LETTER: Holiday stress can mean gambling becomes coping mechanism

The holidays can be a great time to connect with family and friends. There’s a reason why many dub this as the most wonderful time of the year.  However, anticipation and preparations for the holidays can bring stress.  Some individuals may choose to gamble to cope with stress. Increased gambling activity as a coping strategy can lead to gambling problems.




Additionally, these unprecedented times can prompt more gambling at home due to increase in isolation.

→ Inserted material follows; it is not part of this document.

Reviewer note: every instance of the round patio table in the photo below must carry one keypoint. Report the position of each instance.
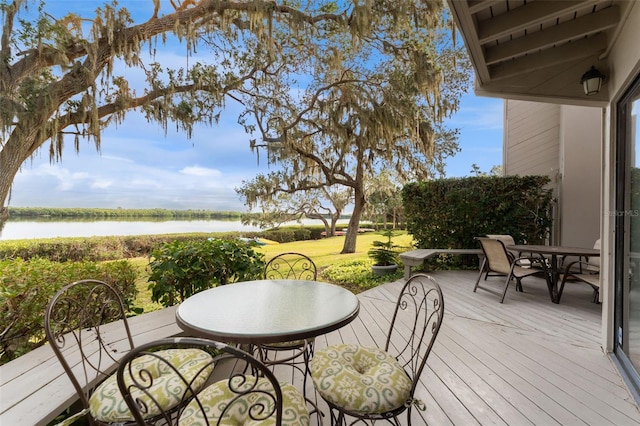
(553, 252)
(267, 311)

Here are some ways to avoid gambling-related issues:

  • Know what activities are gambling.

Gambling activities include the state lottery, slot machines, online gambling websites, betting on sporting events, betting on card games, or any other activity where someone can win or lose valued items, like money.

  • Develop a budget and stick to it.

Decide how much you can afford to spend. If you overspend, turn your finances over to a trusted friend or family member, ending the opportunity to overspend. You can also set spending limits on your credit cards and bank accounts. Consumer Credit Counseling Services of Rochester is a free resource to help you budget your money. https://www.cccsofrochester.org/

  • Before attending events, decide if they are safe.

If friends and family gather for sporting events or card games, visit before or after these games occur. Talk to loved ones about what could trigger you.  Triggers can include gambling visuals, language and auditory stimulation.

  • Remain mindful when giving gifts.

Avoid gifting gambling-related items such as lottery tickets, especially to youth.  About 39.5% of youth have gambled at least once in the past year, (OASAS, 2014-2015).  Underage gambling can spark gambling addiction later in life. Additionally, these gifts could cause someone struggling with gambling to have increased gambling-related problems.

If you or a loved one struggles with a gambling-related issue, the Finger Lakes Problem Gambling Resource Center (FL-PGRC) is here to help.  Call us at (585) 351-2262 or email [email protected].

We wish you and yours a happy and healthy holiday season!